Muse di Trento: si temeva la cattedrale nel deserto, ora è un museo che «chiacchiera» con 500mila visitatori l’anno
Il direttore Michele Lanzinger ripercorre i primi 10 anni di un progetto museale che è anche punto di riferimento per la ricerca scientifica. Una «macchina culturale» proiettata al futuro

Un investimento che ha superato le più rosee aspettative. Così il direttore Michele Lanzinger sintetizza il bilancio dei primi dieci anni di vita del Muse, il Museo delle Scienze di Trento realizzato nell’ambito di un ampio progetto sviluppato sull’area industriale Michelin dismessa dagli anni ‘90: la progettazione firmata da Renzo Piano ha riguardato, oltre al Muse, sviluppato intorno al «Big Void», il grande vuoto trasparente, il quartiere che prende il nome dal vicino Palazzo delle Albere con un parco urbano, un’area edificata a terziario, commerciale e abitativo e la Buc - Biblioteca centrale dell’Università di Trento.
«Lo studio di fattibilità che ha anticipato la decisione di realizzare il progetto museale prevedeva al massimo 180/200mila visitatori, spiega Lanzinger. Invece, fatto salvo il periodo pandemico, il Muse ha registrato costantemente 500mila visitatori all’anno, dei quali più del 60% proviene dalle regioni limitrofe». Ente pubblico finanziato dalla Provincia Autonoma di Trento, il Muse si autofinanzia con orgoglio al 50% grazie a biglietti di ingresso, parcheggio, ristorante e shop, mentre altri importanti contributi vengono dai finanziamenti europei per la ricerca scientifica e da quelli del partenariato con le imprese e di privati che condividono la filosofia del museo, parliamo di qualche milione di euro all’anno.
Il successo in termini di pubblico e l’indotto creato hanno spazzato il timore dell’effetto «cattedrale nel deserto» che aleggiava sul progetto ai suoi albori. «Ma, ricorda ancora Lanzinger, gli aspetti che ci rendono più orgogliosi sono i risultati in termini di attività educative, gli eventi per i diversi pubblici con grande attenzione all’accessibilità e gli spazi di “invenzione culturale” attivati con i cittadini. L’esperienza di visita, facilitata dalla dimensione aperta e luminosa dell’edificio di Renzo Piano, porta a “esplorare” gli spazi espositivi mentre i visitatori, grazie alla speciale scenografia, mettono in rapporto i messaggi del museo con il proprio vissuto. Un vero “museo chiacchierone”».

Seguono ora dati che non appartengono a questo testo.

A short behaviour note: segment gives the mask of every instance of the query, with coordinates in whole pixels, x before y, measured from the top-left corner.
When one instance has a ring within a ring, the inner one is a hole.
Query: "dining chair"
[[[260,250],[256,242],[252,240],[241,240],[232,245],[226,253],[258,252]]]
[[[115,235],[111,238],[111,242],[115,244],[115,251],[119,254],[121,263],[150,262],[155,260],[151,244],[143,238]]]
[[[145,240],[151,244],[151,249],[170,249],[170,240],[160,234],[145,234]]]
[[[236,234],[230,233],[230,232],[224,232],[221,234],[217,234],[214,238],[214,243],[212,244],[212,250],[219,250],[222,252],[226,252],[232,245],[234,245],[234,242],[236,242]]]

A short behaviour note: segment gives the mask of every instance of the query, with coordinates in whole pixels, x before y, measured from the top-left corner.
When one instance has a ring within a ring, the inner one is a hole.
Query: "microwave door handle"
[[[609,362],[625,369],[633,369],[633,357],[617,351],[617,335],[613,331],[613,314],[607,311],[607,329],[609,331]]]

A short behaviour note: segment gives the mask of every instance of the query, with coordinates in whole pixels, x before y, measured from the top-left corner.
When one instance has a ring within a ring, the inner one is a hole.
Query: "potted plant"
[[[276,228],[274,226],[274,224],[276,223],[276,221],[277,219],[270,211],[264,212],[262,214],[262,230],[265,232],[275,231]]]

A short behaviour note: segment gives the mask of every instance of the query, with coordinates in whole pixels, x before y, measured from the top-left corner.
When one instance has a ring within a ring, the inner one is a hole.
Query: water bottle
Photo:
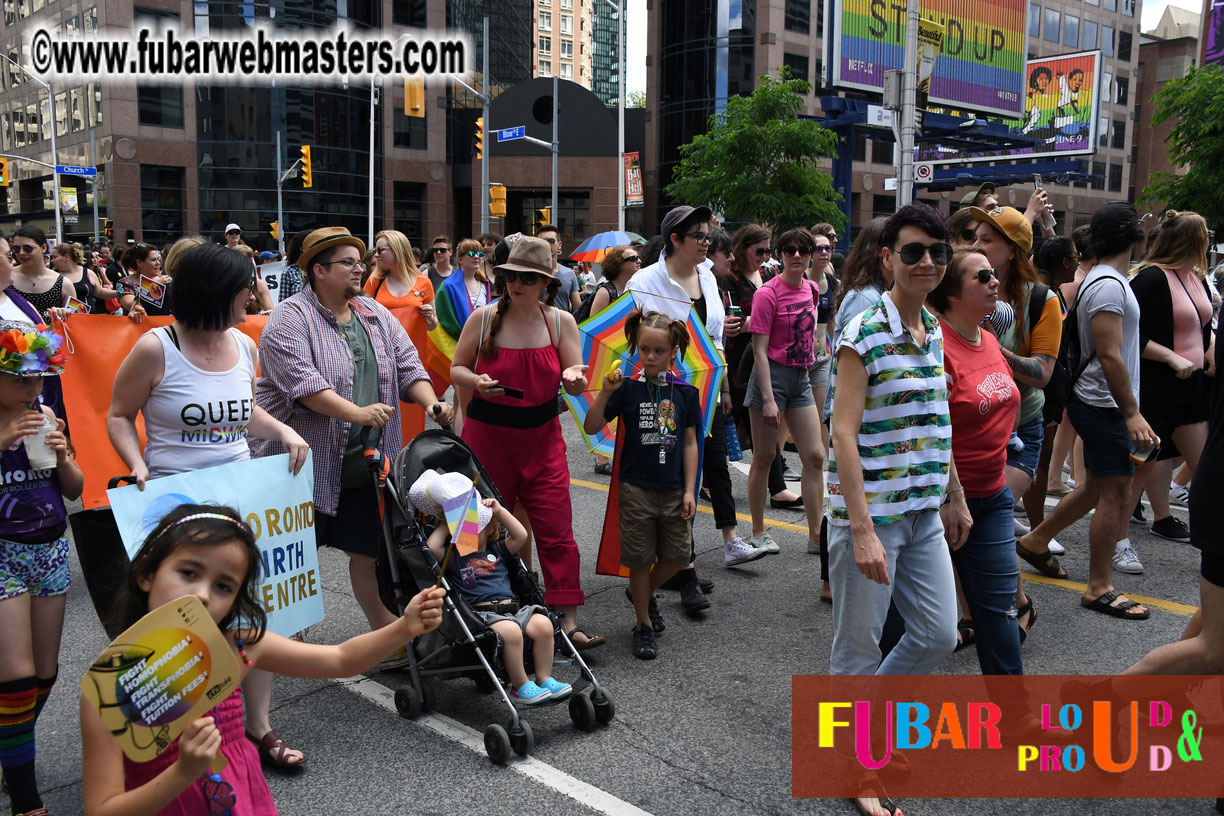
[[[739,433],[736,431],[736,423],[731,417],[727,417],[727,425],[723,427],[723,431],[727,433],[727,461],[739,461],[744,458],[744,450],[739,447]]]

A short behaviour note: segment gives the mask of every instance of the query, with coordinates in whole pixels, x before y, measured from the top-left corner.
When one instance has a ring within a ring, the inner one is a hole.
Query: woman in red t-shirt
[[[980,250],[952,256],[944,279],[927,296],[941,314],[952,461],[973,516],[969,537],[952,551],[952,563],[966,612],[974,620],[982,673],[1023,674],[1016,623],[1015,498],[1004,476],[1020,389],[999,341],[980,327],[998,300],[999,279]]]

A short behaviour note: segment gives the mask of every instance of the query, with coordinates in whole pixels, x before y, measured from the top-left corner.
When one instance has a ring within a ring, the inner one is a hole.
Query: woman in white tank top
[[[251,262],[193,239],[175,243],[166,259],[175,323],[141,336],[119,367],[106,417],[110,444],[141,489],[148,478],[250,459],[247,436],[282,442],[296,473],[310,448],[256,406],[258,351],[234,328],[246,321],[253,296]],[[144,415],[148,438],[143,454],[137,414]],[[282,767],[301,765],[305,756],[285,745],[268,721],[272,675],[251,672],[242,688],[247,735],[261,755]]]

Lanzinger, nel suo ruolo di presidente del comitato italiano dell’Icom-International Council of Museums sottolinea un ulteriore obiettivo raggiunto. «Con uno staff cresciuto dalle 30 unità iniziali a oltre 220 addetti, con alta percentuale di laureati, il Muse è anche un importante istituto di ricerca naturalistica che dialoga sui temi quali la conservazione della natura e della biodiversità con una rilevantissima rete di relazioni internazionali». E questo, in un Paese come l’Italia, dove le discipline scientifiche non sono in testa alle priorità, ha un certo rilievo.

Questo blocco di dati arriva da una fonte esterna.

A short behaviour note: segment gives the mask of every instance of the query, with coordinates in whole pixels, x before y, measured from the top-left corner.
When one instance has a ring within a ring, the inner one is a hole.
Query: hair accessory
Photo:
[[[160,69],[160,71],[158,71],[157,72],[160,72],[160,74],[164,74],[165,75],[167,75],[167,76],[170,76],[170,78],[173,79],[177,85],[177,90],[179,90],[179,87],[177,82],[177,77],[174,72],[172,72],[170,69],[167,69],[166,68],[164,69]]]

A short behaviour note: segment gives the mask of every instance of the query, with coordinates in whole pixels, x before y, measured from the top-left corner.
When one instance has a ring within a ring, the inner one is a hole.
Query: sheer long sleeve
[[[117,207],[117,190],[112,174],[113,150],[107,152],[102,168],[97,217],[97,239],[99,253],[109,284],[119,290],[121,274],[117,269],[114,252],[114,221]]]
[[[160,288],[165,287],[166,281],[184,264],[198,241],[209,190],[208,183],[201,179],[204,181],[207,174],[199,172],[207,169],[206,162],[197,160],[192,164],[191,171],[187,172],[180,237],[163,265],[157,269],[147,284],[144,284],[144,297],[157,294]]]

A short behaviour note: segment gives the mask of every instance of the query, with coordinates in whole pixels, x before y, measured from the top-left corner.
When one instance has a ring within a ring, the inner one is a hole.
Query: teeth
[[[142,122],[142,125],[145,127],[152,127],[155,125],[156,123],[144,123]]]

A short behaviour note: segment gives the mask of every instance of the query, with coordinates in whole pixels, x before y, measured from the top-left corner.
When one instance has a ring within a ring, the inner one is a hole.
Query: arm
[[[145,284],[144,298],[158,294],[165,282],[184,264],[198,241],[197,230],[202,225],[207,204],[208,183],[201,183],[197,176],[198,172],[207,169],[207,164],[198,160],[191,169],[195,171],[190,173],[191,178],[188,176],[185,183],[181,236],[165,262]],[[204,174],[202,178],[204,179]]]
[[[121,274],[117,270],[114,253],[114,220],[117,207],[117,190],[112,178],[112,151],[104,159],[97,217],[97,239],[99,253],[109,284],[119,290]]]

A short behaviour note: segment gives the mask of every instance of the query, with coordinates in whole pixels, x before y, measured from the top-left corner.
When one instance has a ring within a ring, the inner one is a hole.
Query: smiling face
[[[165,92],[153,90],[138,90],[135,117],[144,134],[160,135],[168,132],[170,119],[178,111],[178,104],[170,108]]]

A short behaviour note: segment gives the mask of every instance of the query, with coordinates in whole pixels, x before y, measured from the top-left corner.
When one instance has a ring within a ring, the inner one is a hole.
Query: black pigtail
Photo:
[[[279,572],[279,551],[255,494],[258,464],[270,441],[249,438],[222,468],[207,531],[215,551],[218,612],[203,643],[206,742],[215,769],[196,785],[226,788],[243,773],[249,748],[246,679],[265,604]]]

«Alla Provincia autonoma di Trento, aggiunge, va riconosciuto il merito di aver creduto in questo progetto in cui la dimensione più tradizionale della conservazione ed esposizione dei reperti naturalistici è stata affiancata all’idea di realizzare una macchina culturale proiettata verso il futuro, laboratorio di anticipazione delle scelte necessarie per affrontare le grandi sfide che oggi si chiamano Agenda 2030 dell’Onu, crisi climatica, sviluppo equo e sostenibile».

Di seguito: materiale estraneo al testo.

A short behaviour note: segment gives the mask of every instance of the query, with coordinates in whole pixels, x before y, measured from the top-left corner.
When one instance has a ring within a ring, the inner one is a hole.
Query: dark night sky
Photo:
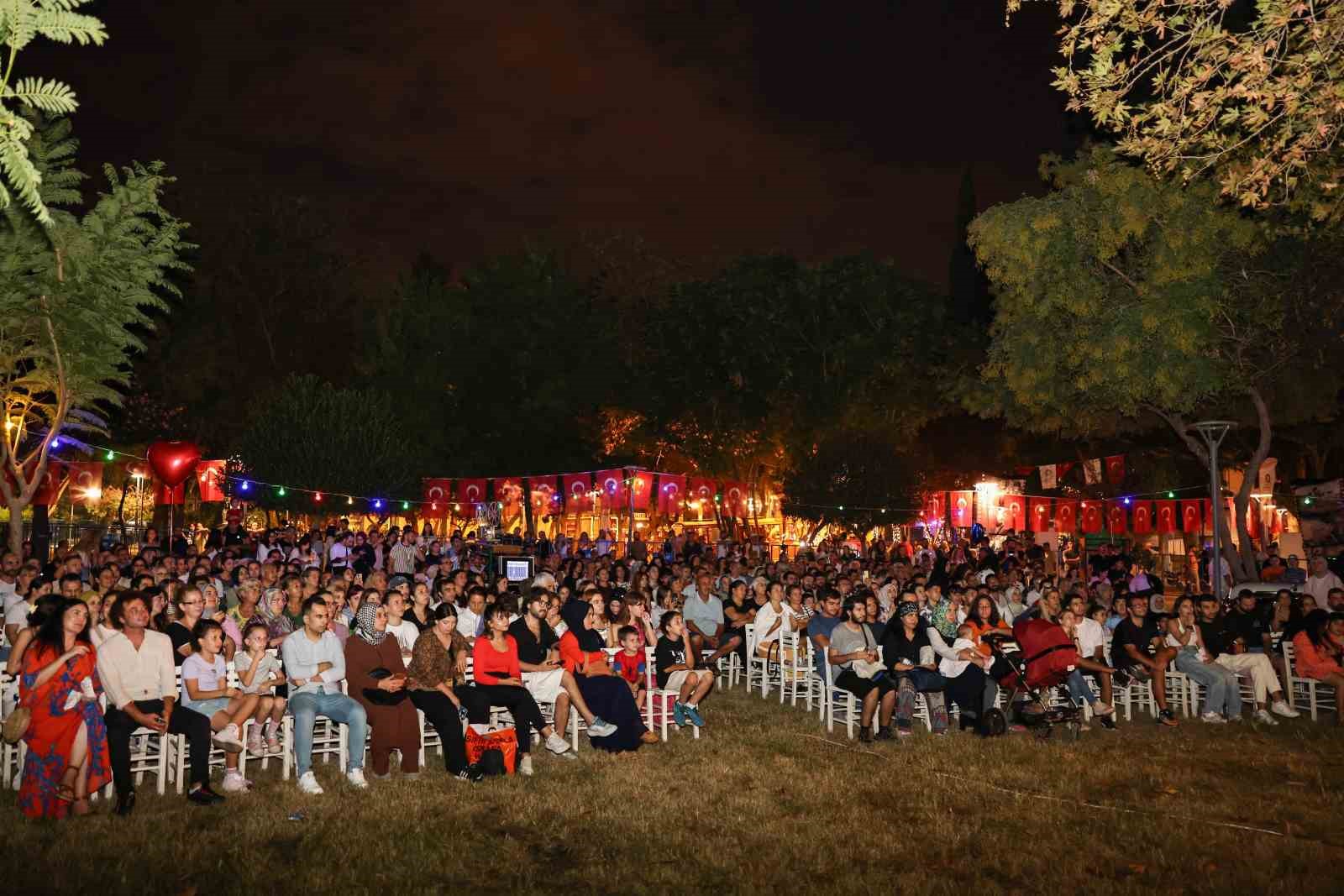
[[[310,196],[388,273],[597,228],[689,258],[867,249],[942,282],[965,165],[984,208],[1077,140],[1047,3],[1011,28],[1003,0],[95,11],[105,47],[20,56],[79,94],[86,171],[163,159],[203,228],[239,191]]]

Grande festa quindi per il decennale sabato 22 luglio, con ingresso libero al Muse e all’adiacente sede del Palazzo delle Albere: dalle 16 visite guidate e iniziative per le famiglie, dalle 20.30 i talk show tra giornalisti scientifici, attivisti ambientali e ricercatori sui grandi temi della transizione ambientale, e ancora teatro, film e videomapping sulle grandi vele del Muse, infine musica fino a notte inoltrata (il programma qui).